Most days tend to involve research work — running econometric analyses, building or refining models, drafting working papers, and supporting senior economists on policy or business questions. You'll often work in statistical software (Stata, R, Python), prepare research briefings, attend research seminars, and write up findings for internal or external audiences.
The variance between settings is real — Federal Reserve, ECB, or other central bank junior economists work on monetary policy or financial stability analysis with frequent publication; bank regulators (OCC, FDIC) focus on supervisory analytics; large asset managers and hedge funds employ junior economists for macro views; consulting firms (Brattle, Cornerstone, NERA) serve litigation and regulatory clients. PhD or strong Masters in economics is typical entry.
People who tend to thrive here are intellectually rigorous, comfortable with deep quantitative work, and capable of communicating findings to non-economist audiences. Strong econometrics and programming matter. The work tends to offer intellectual depth, policy or business influence, and clear progression toward senior economist roles, with the trade-off being the niche specialty depth — but the foundation supports long-arc careers across central banking, regulation, asset management, and academia.
Where this role sits in the broader career landscape — and where it can take you.
Roles like this one sit within a broader occupational category.
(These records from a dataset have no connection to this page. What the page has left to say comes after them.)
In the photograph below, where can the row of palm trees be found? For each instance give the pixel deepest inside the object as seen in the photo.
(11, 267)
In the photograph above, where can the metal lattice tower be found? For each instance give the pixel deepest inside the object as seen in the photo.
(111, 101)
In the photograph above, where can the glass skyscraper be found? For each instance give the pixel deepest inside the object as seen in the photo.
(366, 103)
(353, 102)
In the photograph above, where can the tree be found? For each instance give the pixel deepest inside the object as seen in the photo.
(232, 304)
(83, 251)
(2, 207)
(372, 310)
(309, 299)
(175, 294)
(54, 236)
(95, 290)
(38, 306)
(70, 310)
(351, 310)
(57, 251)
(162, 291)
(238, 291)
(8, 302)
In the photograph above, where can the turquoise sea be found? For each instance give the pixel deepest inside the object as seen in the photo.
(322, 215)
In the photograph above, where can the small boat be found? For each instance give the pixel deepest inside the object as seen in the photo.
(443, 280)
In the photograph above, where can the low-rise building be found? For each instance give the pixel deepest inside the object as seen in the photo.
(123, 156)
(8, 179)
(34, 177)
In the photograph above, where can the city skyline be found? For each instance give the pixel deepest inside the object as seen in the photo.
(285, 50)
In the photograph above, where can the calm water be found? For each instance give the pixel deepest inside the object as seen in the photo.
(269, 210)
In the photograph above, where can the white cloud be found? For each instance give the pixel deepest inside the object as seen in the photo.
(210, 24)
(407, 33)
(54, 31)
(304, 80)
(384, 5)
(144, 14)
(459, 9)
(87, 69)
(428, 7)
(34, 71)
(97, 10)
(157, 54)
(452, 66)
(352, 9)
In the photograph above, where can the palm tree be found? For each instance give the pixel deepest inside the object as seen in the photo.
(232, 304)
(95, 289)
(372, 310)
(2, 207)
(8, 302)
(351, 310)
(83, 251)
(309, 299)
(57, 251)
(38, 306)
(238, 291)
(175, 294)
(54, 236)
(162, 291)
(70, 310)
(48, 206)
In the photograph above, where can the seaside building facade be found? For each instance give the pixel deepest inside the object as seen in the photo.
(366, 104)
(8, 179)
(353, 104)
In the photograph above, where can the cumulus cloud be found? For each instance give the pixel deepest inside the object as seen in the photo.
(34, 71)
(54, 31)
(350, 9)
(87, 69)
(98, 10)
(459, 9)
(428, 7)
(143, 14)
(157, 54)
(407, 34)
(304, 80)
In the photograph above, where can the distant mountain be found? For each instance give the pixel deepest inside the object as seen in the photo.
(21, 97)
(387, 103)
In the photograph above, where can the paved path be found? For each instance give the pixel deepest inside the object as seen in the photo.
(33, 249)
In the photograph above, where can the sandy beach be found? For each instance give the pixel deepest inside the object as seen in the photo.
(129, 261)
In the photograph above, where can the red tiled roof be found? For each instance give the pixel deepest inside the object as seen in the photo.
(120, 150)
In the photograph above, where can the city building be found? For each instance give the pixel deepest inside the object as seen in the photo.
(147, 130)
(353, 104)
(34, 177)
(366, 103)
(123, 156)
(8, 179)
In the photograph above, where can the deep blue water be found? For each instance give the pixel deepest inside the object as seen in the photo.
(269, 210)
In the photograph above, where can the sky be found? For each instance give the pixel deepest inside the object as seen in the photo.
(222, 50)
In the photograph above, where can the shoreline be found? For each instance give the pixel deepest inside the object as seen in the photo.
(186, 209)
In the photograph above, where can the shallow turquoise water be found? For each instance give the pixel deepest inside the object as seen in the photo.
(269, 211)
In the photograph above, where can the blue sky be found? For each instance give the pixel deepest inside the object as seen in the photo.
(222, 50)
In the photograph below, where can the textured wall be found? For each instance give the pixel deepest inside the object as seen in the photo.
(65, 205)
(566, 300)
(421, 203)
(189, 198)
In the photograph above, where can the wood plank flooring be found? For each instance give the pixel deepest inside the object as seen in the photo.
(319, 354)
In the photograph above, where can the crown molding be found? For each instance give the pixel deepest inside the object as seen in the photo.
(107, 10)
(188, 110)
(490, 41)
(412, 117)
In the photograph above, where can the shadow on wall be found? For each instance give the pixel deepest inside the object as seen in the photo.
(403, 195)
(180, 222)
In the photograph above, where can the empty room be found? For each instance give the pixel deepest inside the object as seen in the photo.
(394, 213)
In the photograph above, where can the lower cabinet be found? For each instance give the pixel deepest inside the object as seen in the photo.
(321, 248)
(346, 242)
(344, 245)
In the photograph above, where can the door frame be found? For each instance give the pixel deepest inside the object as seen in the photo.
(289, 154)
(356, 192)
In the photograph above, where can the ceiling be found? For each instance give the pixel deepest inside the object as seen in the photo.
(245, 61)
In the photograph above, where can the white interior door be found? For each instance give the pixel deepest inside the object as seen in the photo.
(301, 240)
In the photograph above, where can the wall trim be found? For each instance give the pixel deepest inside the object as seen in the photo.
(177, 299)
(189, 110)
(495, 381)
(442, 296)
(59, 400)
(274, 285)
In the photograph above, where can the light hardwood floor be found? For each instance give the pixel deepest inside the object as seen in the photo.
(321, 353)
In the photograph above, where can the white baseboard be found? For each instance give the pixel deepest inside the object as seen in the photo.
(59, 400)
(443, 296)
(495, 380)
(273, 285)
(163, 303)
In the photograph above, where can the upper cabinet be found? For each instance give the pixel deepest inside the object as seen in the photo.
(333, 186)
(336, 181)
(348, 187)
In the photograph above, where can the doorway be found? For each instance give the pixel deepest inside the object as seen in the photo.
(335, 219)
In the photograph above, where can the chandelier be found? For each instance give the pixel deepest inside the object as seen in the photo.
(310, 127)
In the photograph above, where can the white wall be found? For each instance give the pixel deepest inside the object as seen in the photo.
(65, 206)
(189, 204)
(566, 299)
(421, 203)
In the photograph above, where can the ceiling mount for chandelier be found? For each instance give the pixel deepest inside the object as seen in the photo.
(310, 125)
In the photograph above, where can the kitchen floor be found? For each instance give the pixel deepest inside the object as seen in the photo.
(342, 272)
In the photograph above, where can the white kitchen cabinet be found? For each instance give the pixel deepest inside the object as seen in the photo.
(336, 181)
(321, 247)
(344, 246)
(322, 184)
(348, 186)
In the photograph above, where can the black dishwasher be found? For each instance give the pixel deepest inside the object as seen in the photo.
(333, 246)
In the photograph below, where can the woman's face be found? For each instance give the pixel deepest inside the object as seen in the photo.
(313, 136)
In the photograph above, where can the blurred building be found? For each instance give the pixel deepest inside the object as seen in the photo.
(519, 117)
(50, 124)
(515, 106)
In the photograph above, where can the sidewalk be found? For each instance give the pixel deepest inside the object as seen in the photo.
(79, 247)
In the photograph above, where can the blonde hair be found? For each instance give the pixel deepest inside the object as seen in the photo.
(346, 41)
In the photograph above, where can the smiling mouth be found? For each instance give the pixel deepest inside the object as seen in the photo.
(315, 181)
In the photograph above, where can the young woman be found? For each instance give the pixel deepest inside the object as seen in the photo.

The numbers below reflect that full landscape — helpful for context, but your specific experience will depend on level, specialty, and where you work.
An early-career economist applying economic methods to financial questions — bank risk, monetary policy transmission, market behavior, financial stability — typically at a central bank, regulator, asset manager, or research consultancy. PhD or strong masters in economics is the common entry point.
Median pay for a Junior Financial Economist is about $115K nationally, with the field ranging roughly from $62K to $213K depending on experience, employer, and metro (BLS).
Core skills for this role include Critical Thinking, Reading Comprehension, Mathematics, Active Listening, and Speaking.
Most people in this role hold a master's degree.
Employment in this field is projected to grow about 1.2% through 2034, with roughly 15,880 people working in it today (BLS).
Closely related roles include Financial Economist, International Trade Specialist, and Research Analyst.